Explosiv statt schleichend: In überraschend vielen Fällen entsteht Krebs durch ein einmaliges, dramatisches Ereignis – den explosiven Zerfall eines oder mehrerer Chromosomen. Diese sogenannte Chromothripsis liegt bis zu 50 Prozent der Tumoren zugrunde, wie nun eine Studie enthüllt. Bei einigen Krebsarten wie Brustkrebs, Leberkrebs oder Knochenkrebs können es sogar bis zu 80 Prozent sein. Diese Erkenntnis hat auch Bedeutung für die Prognose und Therapie solcher Tumore.
Gängiger Annahme nach entwickelt sich Krebs eher schrittweise, durch eine Ansammlung von Mutationen und DNA-Schäden, die nach und nach zur Entartung der Zelle führen. Sie teilt sich dadurch immer weiter, statt wie normalerweise üblich vom Immunsystem abgetötet zu werden oder durch das zelluläre Selbstmordprogramm von selbst abzusterben. Die Folge ist eine aggressiv wachsende Wucherung – ein Krebstumor.
Katastrophaler Zerfall
Doch es geht auch anders: Schon länger ist bekannt, dass es manchmal zu einer regelrechten „Explosion“ im Erbgut kommen kann. Bei diesem katastrophalen Ereignis zerfällt eines oder mehrere Chromosomen fast völlig. Hunderte bis tausende von DNA-Strangbrüchen treten auf einmal auf, ganze Arme brechen ab, Genabschnitte werden herausgetrennt. Diesem „Totalschaden“ sind die DNA-Reparaturmechanismen der Zellen nicht gewachsen: Sie bauen das zerstörte Chromosom fehlerhaft und unvollständig wieder zusammen.

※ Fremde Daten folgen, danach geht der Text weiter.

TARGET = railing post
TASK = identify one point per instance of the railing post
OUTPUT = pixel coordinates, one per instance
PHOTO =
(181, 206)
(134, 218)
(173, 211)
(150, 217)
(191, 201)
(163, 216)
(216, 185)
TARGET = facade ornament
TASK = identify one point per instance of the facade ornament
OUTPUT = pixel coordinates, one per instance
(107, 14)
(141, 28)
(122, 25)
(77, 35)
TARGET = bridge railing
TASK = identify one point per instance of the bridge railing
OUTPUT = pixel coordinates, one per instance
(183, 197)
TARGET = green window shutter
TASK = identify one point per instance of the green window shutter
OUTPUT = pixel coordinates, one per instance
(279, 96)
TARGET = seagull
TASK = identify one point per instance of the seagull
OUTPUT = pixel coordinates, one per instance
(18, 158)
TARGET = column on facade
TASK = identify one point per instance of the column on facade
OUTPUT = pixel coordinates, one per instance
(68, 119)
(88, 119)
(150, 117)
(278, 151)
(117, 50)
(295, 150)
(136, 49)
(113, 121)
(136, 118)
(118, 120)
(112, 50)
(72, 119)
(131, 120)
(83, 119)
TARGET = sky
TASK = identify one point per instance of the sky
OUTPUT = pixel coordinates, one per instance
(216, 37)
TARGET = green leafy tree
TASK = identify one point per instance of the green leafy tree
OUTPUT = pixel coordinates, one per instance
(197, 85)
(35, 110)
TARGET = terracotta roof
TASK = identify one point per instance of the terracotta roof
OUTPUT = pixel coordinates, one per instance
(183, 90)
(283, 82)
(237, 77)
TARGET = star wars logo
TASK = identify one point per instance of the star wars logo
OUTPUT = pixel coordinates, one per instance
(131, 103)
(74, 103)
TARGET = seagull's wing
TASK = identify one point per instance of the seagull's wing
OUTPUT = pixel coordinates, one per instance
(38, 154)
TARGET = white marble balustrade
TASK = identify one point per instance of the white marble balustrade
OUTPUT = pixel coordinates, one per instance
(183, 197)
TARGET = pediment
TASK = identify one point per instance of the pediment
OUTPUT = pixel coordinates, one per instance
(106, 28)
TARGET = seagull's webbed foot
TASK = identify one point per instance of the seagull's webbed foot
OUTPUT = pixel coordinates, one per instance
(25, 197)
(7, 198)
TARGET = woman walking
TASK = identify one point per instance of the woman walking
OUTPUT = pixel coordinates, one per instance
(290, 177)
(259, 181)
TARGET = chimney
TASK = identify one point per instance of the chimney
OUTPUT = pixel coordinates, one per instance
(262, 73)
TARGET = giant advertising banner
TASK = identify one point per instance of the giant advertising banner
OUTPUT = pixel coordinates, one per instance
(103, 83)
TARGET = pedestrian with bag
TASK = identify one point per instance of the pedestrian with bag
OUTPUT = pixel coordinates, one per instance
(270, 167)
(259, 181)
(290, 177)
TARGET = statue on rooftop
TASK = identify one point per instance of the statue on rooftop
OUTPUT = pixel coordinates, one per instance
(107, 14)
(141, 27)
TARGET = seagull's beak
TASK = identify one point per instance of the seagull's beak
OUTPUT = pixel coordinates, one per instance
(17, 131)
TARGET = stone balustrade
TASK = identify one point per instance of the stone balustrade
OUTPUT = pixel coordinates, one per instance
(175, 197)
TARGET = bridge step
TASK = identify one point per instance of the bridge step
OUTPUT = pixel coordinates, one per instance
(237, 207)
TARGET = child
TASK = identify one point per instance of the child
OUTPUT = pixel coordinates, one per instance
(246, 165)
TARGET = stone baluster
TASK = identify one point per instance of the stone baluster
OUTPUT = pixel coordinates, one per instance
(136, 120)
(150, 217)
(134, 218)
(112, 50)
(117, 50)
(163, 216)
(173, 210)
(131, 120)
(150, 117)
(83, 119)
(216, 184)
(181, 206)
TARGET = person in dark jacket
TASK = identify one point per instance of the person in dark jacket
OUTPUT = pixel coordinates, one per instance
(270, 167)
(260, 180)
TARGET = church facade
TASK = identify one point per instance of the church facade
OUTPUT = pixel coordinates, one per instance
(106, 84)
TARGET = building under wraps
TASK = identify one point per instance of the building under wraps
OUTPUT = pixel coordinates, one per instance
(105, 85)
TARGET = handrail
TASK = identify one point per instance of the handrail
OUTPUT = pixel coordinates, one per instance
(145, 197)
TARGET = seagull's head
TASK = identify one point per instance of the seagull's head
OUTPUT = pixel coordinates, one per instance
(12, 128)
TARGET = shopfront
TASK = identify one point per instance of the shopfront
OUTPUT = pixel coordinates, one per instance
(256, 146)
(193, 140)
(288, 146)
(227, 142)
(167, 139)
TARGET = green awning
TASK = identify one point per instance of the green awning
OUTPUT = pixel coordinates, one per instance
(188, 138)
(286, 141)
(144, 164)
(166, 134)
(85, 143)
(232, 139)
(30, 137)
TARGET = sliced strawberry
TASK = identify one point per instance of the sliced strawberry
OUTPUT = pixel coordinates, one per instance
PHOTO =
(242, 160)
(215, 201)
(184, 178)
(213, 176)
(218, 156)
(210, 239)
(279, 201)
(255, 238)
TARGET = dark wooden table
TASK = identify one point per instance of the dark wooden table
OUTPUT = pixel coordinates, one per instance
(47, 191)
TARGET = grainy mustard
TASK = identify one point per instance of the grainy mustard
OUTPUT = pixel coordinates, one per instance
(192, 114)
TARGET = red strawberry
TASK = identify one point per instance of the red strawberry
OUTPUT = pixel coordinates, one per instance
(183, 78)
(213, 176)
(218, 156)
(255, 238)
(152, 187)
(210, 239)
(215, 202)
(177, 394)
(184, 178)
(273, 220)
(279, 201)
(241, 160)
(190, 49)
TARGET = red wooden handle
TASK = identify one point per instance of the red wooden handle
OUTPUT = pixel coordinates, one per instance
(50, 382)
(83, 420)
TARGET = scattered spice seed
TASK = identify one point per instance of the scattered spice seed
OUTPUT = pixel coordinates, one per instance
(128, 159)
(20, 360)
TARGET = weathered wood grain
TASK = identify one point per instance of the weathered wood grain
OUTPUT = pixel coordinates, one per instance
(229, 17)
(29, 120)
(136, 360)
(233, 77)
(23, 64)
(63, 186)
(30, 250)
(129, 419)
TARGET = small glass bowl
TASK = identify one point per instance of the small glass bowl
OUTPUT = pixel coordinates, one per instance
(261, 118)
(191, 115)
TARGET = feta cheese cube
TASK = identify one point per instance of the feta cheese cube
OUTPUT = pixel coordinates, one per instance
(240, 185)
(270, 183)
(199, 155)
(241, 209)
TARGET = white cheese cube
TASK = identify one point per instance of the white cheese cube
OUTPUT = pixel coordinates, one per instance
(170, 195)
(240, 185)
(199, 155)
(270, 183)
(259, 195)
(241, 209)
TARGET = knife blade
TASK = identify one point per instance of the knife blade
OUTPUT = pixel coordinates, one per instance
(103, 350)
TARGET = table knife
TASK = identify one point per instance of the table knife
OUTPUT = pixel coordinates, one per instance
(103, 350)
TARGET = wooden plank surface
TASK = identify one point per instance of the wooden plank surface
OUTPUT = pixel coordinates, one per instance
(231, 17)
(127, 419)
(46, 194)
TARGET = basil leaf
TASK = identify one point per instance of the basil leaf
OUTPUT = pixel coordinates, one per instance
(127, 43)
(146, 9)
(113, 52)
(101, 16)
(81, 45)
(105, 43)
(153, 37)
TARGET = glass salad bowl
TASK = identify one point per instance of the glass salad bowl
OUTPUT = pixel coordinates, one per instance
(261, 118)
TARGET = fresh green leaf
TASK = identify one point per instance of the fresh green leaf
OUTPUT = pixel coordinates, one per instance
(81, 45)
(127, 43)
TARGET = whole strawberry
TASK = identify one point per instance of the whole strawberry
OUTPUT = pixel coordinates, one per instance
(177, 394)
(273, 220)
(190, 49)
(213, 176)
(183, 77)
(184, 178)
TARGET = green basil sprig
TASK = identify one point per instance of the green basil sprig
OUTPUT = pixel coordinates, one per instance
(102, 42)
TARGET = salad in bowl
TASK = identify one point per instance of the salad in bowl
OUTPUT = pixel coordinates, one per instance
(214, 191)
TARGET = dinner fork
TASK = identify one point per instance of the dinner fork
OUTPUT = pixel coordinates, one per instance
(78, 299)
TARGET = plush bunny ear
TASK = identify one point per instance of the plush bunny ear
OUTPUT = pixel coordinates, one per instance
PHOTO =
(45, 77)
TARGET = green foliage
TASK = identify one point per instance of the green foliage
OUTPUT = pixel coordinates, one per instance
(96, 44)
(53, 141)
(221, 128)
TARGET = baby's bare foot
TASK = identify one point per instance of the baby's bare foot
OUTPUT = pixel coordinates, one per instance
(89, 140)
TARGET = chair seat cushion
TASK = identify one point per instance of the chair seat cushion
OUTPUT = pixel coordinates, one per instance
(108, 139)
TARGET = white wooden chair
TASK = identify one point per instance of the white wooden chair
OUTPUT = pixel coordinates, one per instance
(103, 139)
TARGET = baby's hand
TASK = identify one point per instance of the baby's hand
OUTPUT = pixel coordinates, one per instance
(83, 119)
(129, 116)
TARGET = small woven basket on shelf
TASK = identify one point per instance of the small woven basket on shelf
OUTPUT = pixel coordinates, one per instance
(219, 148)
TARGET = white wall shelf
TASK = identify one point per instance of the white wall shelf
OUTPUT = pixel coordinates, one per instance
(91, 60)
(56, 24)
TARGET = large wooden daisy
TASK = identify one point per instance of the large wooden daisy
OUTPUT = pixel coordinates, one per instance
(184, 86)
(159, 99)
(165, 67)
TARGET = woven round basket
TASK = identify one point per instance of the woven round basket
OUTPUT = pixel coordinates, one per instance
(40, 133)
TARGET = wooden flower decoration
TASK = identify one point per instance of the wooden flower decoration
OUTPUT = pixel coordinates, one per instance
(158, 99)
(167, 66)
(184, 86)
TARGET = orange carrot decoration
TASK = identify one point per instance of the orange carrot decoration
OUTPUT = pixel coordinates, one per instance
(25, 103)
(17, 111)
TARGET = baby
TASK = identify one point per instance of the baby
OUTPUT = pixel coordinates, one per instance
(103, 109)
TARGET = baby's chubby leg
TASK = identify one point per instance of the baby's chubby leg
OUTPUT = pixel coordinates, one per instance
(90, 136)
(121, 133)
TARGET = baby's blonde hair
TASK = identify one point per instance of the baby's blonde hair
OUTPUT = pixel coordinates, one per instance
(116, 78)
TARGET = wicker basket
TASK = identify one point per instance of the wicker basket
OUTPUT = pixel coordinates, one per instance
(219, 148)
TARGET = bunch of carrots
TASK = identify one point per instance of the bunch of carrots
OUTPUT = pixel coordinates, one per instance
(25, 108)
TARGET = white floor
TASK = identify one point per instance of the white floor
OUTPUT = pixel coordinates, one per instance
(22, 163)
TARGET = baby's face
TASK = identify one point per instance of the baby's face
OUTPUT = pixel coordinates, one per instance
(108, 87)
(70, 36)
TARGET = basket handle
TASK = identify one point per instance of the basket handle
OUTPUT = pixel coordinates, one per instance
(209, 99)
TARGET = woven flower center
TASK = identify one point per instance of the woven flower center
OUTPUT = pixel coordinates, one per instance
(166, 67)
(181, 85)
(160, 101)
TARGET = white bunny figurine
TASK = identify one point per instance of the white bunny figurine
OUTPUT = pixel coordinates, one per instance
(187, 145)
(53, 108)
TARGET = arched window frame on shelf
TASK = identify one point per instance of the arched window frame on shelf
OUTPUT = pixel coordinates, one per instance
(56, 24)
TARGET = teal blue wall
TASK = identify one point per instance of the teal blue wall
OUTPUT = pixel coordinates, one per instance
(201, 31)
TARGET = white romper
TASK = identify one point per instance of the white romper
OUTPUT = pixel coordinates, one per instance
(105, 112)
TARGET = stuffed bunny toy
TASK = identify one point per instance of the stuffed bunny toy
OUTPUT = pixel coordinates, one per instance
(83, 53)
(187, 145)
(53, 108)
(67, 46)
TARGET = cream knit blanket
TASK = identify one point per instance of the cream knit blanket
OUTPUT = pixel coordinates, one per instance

Das hat fatale Folgen: Oft werden durch diese Chromosomen-„Explosion“ potente Krebsgene aktiviert und die Zelle entartet. „Die Chromothripsis ist mit einem besonders aggressiven Tumorverhalten verknüpft und mit einer schlechten Prognose für die Krebspatienten“, erklären Natalia Voronina vom Deutschen Krebsforschungszentrum (DKFZ) in Heidelberg und ihre Kollegen.